May 5, 2007
Clarke’s political career began with defeat of the GOP’s favorite racist and hatemonger
It was a night of irony at the Livingston County Democratic Party’s 24th annual Edwin B. Winans Dinner Saturday evening at the Hamburg VFW Post as Sen. Hansen Clarke brought his message of diversity to a county that has an undeserved reputation as a racist community because of a few misguided bigots.
The ironic part is Clarke, who has made it his life’s work to help the less advantaged and promote racial harmony, began his political career when the son of a single parent working as a school crossing guard in Detroit’s eastside ran for the student seat on the board of trustees at an Ivy League school. He decided to run for the seat because he was troubled by how few minority students there were on the Cornell University campus, and he beat another undergraduate from a rich, well-connected family. That undergraduate was named Ann Coulter.
“She was so laid back when I ran against her,” Clarke said. “I think that election changed her.”
Clarke was raised alone by his mother on Detroit's lower eastside after his father passed away when he was just 8 years old. While in the third grade, an observant teacher recognized his artistic ability that promoted him to take art classes at the Detroit Institute of Arts, and it eventually led to a scholarship to Cornell where he earned a Bachelor of Fine Arts degree. Clarke then graduated from Georgetown University Law School. After he received his law degree he returned to Michigan to practice law. He was elected to his first of three terms in the Michigan House in 1990. He unseated an incumbent in the Senate in 2002, and he was reelected last November. In 2005 he was a candidate for Mayor of Detroit.

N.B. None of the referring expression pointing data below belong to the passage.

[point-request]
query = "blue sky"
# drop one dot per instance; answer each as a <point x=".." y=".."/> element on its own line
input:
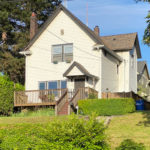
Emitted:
<point x="114" y="17"/>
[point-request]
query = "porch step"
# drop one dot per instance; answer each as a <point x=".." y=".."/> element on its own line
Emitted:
<point x="64" y="110"/>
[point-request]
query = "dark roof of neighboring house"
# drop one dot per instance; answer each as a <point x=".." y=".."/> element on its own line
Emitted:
<point x="90" y="32"/>
<point x="141" y="66"/>
<point x="81" y="68"/>
<point x="122" y="42"/>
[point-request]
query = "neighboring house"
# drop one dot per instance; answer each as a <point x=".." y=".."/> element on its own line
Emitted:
<point x="143" y="80"/>
<point x="65" y="53"/>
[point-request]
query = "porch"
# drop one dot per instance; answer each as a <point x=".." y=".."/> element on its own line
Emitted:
<point x="49" y="97"/>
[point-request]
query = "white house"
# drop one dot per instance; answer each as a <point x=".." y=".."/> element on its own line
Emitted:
<point x="65" y="53"/>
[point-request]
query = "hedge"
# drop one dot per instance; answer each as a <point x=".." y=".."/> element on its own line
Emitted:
<point x="129" y="144"/>
<point x="7" y="94"/>
<point x="106" y="107"/>
<point x="67" y="134"/>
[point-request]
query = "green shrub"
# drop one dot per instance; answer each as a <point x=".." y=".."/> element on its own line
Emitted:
<point x="35" y="113"/>
<point x="67" y="134"/>
<point x="106" y="107"/>
<point x="7" y="89"/>
<point x="92" y="96"/>
<point x="130" y="145"/>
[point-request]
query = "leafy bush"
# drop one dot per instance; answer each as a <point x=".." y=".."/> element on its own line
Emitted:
<point x="106" y="106"/>
<point x="130" y="145"/>
<point x="67" y="134"/>
<point x="35" y="113"/>
<point x="92" y="96"/>
<point x="7" y="95"/>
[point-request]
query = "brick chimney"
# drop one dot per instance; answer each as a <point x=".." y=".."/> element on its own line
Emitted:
<point x="33" y="25"/>
<point x="96" y="30"/>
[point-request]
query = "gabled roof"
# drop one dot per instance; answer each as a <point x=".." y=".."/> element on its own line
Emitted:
<point x="91" y="33"/>
<point x="81" y="68"/>
<point x="141" y="66"/>
<point x="123" y="42"/>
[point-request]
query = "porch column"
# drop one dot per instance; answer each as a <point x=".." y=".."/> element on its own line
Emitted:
<point x="93" y="83"/>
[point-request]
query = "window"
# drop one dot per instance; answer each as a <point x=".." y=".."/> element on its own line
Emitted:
<point x="59" y="84"/>
<point x="62" y="53"/>
<point x="42" y="86"/>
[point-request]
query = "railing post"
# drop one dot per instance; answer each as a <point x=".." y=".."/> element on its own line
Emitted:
<point x="14" y="98"/>
<point x="69" y="109"/>
<point x="56" y="110"/>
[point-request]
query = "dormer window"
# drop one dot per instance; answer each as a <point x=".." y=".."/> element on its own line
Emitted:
<point x="62" y="53"/>
<point x="132" y="53"/>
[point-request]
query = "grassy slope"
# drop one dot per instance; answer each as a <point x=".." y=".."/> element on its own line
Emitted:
<point x="134" y="126"/>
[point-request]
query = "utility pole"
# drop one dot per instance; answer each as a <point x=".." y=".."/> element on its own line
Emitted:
<point x="87" y="11"/>
<point x="65" y="3"/>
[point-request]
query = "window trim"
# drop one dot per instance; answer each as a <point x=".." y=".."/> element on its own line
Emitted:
<point x="46" y="84"/>
<point x="62" y="60"/>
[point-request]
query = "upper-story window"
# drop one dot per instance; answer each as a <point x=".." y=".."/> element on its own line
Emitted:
<point x="62" y="53"/>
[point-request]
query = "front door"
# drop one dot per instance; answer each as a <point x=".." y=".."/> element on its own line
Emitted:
<point x="79" y="83"/>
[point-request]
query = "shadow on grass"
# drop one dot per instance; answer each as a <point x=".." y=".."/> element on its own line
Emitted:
<point x="146" y="119"/>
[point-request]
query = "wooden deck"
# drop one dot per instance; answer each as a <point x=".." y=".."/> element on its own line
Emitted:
<point x="37" y="97"/>
<point x="35" y="104"/>
<point x="56" y="97"/>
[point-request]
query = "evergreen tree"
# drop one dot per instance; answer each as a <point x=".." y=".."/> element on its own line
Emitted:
<point x="146" y="37"/>
<point x="14" y="31"/>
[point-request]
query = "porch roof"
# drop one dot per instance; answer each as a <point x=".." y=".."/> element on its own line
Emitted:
<point x="81" y="68"/>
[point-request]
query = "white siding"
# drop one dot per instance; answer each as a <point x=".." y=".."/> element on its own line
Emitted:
<point x="39" y="66"/>
<point x="128" y="72"/>
<point x="109" y="76"/>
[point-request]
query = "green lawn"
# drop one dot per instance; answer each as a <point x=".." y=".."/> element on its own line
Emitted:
<point x="134" y="126"/>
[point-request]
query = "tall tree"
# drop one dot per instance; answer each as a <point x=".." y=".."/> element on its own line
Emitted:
<point x="14" y="31"/>
<point x="146" y="37"/>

Clarke’s mother was African-American and his father was an Indian and a Muslim. Clarke said he, like many people outside of Livingston County, knew of Livingston County’s reputation as a community that promotes racism and devalues diversity, but he said he felt it was important for him to come to the county to encourage the people who are trying to change the county’s reputation for the better.
“Diversity means accepting people of all persuasions,” he said. “When your economic club invites people like Ann Coulter it doesn’t help the reputation of Livingston County.”
Despite the warm reception Clarke has always received from the Livingston County Democrats he has met at various functions like the state party conventions and events in Lansing, Clarke said the county’s reputation inevitably causes him top slow down a bit when driving through Livingston County on I-96.
“This is one of the very few times I have spoken outside of Detroit,” he said. “I grew up on the lower east side, and I have always been elected out of Detroit.”
Clarke has made it his mission to represent the disadvantaged and the more vulnerable in society, and he said that is because of the influence of his mother on his life and the effect her sudden death had on his life. Clarke said she passed away while he was a freshman at Cornell, and he was so devastated he dropped out of college and returned to Detroit during a time of high unemployment to work odd, menial jobs. When he finally returned to Cornell he had lost his scholarship, and he had to work to pay his tuition. He said that has helped him understand what the people of Michigan who have lost jobs and are losing their homes are going through.
“I don’t think people realize how vulnerable we really are,” he said. “I had a great mom and a great scholarship; in just an instant I didn’t have those things anymore.”
Clarke said with all the talk of Livingston County being a place controlled by Republicans with very few Democrats he was surprised at the estimated 100 people who showed up at the dinner.
“Sen. (Valde) Garcia mockingly told me when he heard I was coming here, ‘you should have a good crowd of about 12 people,’” he said.